The final bit of the puzzle is proving the second triangle equation from the first one and the pentagon. I'll just sketch a proof here.

The trick here is to tensor the second triangle equation by \$$A\$$ on the left. This looks like it's making it more complicated, but the fact we now have a four-fold product allows us to use the pentagon diagram to go from \$$A\otimes ((I\otimes B$$\otimes C)\\) to \$$A\otimes (I\otimes (B\otimes C))\$$ the "long way round".

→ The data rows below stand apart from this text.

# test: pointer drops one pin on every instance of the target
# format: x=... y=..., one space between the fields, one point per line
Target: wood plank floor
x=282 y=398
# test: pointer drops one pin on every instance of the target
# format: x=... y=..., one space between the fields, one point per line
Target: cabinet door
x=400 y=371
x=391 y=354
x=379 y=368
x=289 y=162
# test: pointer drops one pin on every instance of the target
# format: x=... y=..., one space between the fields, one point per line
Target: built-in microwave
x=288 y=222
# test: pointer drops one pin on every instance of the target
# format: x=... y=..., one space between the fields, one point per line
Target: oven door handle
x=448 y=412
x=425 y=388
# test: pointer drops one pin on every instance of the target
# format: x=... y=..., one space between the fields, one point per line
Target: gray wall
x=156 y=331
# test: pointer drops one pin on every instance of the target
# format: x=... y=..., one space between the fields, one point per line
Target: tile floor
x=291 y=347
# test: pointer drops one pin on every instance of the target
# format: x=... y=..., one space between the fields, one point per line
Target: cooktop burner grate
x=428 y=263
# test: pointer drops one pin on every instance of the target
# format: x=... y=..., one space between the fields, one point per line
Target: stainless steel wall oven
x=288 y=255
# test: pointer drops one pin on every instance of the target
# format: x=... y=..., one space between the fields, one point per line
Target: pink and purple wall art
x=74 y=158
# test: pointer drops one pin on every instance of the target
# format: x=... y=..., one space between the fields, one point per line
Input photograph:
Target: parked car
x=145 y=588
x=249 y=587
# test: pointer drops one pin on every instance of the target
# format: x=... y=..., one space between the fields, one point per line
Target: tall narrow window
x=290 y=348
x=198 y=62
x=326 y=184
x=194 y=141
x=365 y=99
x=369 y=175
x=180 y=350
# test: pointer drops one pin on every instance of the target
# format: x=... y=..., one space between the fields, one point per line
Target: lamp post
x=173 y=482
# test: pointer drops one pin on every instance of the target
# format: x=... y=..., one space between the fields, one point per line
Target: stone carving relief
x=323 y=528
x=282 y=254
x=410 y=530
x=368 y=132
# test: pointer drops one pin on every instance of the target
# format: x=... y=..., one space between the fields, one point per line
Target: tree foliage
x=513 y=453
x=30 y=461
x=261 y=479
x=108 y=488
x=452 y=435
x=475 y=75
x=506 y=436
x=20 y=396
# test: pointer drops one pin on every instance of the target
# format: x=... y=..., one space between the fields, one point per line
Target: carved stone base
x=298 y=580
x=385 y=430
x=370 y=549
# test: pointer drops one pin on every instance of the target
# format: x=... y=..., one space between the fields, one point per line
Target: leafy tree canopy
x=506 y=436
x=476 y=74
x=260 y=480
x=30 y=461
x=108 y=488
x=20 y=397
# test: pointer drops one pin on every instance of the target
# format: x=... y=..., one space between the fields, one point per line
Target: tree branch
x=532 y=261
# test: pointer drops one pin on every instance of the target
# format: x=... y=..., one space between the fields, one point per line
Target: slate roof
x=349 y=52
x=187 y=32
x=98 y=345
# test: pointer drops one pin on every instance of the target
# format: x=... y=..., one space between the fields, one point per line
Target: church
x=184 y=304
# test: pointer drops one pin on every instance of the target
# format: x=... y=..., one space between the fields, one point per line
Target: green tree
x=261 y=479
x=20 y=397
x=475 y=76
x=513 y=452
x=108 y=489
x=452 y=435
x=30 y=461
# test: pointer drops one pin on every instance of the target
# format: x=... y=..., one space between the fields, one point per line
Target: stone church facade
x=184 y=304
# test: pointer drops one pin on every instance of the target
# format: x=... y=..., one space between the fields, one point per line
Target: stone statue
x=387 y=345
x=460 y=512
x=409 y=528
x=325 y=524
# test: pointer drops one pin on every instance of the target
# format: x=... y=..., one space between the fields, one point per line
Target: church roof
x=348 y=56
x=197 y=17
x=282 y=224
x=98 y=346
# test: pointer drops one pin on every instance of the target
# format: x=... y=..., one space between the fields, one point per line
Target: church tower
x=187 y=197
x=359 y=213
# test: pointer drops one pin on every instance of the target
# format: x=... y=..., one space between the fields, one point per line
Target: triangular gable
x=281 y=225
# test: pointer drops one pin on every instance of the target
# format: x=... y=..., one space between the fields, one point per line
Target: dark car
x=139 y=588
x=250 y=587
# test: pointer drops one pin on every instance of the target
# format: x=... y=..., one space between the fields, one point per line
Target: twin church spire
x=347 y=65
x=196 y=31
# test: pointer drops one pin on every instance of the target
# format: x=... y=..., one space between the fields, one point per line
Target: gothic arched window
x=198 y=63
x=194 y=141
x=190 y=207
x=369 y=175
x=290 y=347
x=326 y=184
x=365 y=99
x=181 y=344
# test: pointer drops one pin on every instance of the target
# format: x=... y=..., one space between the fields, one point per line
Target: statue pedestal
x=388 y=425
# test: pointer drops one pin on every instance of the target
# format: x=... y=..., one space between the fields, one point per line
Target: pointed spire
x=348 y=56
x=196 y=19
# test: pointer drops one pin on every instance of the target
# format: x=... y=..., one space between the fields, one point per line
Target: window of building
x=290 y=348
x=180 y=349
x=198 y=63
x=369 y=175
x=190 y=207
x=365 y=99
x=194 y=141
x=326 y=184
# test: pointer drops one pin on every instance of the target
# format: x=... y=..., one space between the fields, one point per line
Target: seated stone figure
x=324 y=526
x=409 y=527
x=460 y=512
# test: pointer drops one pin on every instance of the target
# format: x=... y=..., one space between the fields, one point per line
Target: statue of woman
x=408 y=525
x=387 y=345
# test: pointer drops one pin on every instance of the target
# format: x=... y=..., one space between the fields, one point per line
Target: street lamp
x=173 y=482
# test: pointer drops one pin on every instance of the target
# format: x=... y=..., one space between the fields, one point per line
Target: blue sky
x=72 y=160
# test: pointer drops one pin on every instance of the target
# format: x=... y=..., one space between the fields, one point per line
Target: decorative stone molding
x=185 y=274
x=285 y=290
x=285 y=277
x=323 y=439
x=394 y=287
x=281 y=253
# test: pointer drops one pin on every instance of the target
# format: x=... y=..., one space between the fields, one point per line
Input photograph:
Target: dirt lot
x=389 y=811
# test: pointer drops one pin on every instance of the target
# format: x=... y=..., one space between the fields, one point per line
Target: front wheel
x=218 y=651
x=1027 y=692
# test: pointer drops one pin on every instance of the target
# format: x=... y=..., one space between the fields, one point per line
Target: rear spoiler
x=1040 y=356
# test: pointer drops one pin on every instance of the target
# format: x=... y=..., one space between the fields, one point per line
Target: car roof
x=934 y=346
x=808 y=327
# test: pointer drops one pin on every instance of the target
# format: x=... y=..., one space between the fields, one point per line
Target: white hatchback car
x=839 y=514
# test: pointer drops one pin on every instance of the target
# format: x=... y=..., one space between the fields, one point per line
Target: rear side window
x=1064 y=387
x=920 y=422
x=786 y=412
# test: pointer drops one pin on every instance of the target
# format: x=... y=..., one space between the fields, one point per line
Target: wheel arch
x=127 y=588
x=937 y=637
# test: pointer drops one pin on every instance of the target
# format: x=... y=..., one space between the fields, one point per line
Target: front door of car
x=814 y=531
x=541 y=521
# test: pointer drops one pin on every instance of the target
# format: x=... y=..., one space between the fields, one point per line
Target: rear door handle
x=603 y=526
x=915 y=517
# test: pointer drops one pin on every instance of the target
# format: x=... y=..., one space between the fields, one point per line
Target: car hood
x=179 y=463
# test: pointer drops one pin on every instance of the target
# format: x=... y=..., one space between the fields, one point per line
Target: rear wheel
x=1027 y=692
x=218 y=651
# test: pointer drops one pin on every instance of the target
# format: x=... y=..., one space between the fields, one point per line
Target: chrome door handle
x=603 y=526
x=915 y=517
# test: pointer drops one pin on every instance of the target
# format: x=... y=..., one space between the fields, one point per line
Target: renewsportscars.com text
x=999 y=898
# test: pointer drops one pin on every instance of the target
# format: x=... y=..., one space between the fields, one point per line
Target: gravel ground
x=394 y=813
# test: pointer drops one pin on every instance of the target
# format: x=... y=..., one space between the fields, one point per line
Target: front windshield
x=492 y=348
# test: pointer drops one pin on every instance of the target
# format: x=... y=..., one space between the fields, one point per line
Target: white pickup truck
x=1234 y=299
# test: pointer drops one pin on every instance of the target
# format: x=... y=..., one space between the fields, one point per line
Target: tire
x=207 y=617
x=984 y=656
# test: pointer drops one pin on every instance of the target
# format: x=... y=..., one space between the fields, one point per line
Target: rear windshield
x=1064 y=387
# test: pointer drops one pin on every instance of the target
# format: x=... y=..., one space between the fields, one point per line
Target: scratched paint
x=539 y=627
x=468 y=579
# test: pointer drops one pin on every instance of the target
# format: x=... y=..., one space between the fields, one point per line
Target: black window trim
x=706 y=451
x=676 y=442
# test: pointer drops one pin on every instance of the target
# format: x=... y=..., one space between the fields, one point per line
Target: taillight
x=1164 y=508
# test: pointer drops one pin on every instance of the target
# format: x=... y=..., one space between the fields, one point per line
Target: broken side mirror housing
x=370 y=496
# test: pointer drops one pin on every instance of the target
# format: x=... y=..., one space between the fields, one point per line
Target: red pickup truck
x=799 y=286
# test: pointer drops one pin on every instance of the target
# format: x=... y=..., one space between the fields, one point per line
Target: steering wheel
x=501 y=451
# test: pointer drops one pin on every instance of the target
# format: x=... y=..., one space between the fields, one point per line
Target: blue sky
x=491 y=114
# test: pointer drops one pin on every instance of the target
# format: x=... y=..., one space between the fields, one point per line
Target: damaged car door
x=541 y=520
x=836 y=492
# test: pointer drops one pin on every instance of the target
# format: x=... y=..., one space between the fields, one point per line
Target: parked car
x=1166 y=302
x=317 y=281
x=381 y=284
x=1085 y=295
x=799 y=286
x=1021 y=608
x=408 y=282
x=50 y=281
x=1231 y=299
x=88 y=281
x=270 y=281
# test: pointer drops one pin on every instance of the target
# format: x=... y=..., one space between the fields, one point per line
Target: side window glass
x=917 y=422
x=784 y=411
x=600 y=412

At each stage we knock out the \$$I\$$ with a suitable unitor. This gives us the following diagram:

The quads (2) and (4) are both naturality diagrams for associators. The triangles (3) and (5) are both instances of the first triangle equation (in the case of (3) we've tensored everything by \$$I\$$ on the right). Note also that \$$1_{B\otimes C} = 1_B \otimes 1_C\$$, which is what allows us to "glue" the sides of (4) and (5) together.

Now since the outer pentagon commutes, and (2), (3), (4), (5) commute, we must have (1) commutes. To remove the \$$A\$$, we simply set it equal to \$$I\$$ then apply the natural isomorphism \$$\lambda\$$ to get our second triangle equation \$$\lambda_B\otimes 1_C = \lambda_{B\otimes C}\circ\alpha\$$.